= List of storms named Joan =

The name Joan has been used for one tropical cyclone in the Atlantic Ocean, ten tropical cyclones in the Western Pacific, and two tropical cyclones in the Australian region.

In the Atlantic:
- Hurricane Joan (1988) – passed over the Guajira Peninsula in northern Colombia and northwestern Venezuela before making landfall in Nicaragua. After crossing Central America into the Eastern Pacific, Joan was renamed Miriam.

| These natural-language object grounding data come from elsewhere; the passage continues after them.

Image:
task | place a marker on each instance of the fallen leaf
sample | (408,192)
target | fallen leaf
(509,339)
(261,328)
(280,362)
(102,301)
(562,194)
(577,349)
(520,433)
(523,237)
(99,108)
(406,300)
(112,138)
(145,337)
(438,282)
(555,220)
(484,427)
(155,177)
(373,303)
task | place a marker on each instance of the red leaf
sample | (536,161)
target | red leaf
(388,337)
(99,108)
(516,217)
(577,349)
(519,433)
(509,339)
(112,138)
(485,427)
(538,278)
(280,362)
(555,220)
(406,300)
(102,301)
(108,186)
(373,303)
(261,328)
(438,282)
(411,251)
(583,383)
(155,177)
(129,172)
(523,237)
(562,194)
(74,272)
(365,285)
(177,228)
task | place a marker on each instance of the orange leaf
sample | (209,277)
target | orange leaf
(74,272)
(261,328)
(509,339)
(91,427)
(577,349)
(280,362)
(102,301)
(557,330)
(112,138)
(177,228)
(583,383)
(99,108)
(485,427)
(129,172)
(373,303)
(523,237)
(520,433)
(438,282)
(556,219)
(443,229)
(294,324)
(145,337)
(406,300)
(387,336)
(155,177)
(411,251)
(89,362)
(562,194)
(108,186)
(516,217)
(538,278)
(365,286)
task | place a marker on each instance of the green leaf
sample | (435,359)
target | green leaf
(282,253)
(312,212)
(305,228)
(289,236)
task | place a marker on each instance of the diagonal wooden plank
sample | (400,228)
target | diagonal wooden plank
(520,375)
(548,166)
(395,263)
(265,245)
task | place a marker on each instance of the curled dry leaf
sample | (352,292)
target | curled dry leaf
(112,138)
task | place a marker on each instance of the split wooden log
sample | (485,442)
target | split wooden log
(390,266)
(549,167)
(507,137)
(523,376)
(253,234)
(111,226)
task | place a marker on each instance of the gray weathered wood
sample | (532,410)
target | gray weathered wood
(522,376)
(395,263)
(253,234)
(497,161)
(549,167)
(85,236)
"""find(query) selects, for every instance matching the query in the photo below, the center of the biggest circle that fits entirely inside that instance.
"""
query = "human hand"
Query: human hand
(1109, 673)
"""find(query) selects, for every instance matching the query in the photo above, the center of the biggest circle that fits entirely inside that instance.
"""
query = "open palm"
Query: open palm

The name Joan was retired in the Atlantic after the 1988 season, and it was replaced by Joyce for the 1994 season.

In the West Pacific:
- Typhoon Joan (1951) (T5105) – did not affect land.
- Typhoon Joan (1955) (T5520) – did not affect land.
- Typhoon Joan (1959) (T5909, 21W) – a Category 5-equivalent typhoon that made landfall on Taiwan.
- Typhoon Joan (1962) (T6205, 37W) – hit South Korea.
- Tropical Storm Joan (1964) (T6429, 44W) – a relatively weak storm which hit Vietnam and became one of the Western Pacific's deadliest systems, killing at least 7,000 people.
- Tropical Storm Joan (1967) (T6717, 20W) – a long-lived tropical storm that did not affect land.
- Typhoon Joan (1970) (T7019, 21W, Sening) – a powerful and devastating typhoon that impacted southeastern Luzon as a Category 5-equivalent typhoon and eastern Hainan island as a Category 1-equivalent typhoon.
- Tropical Storm Joan (1973) (T7311, 12W, Elang) – approached Taiwan and struck China.
- Typhoon Joan (1976) (T7621, 21W) – did not affect land.
- Typhoon Joan (1997) (T9724, 28W) – passed between Anatahan and Saipan in the Northern Mariana Islands as a Category 5-equivalent typhoon.

In the Australian region:
- Cyclone Joan (1965)
- Cyclone Joan (1975) – a Category 5 severe tropical cyclone that made landfall in Western Australia at peak intensity.

The name Joan was retired in the Australian region after its usage for the 1975 cyclone.

==See also==
- Cyclone Joaninha (2019) – an intense tropical cyclone in the South-West Indian Ocean with a similar name.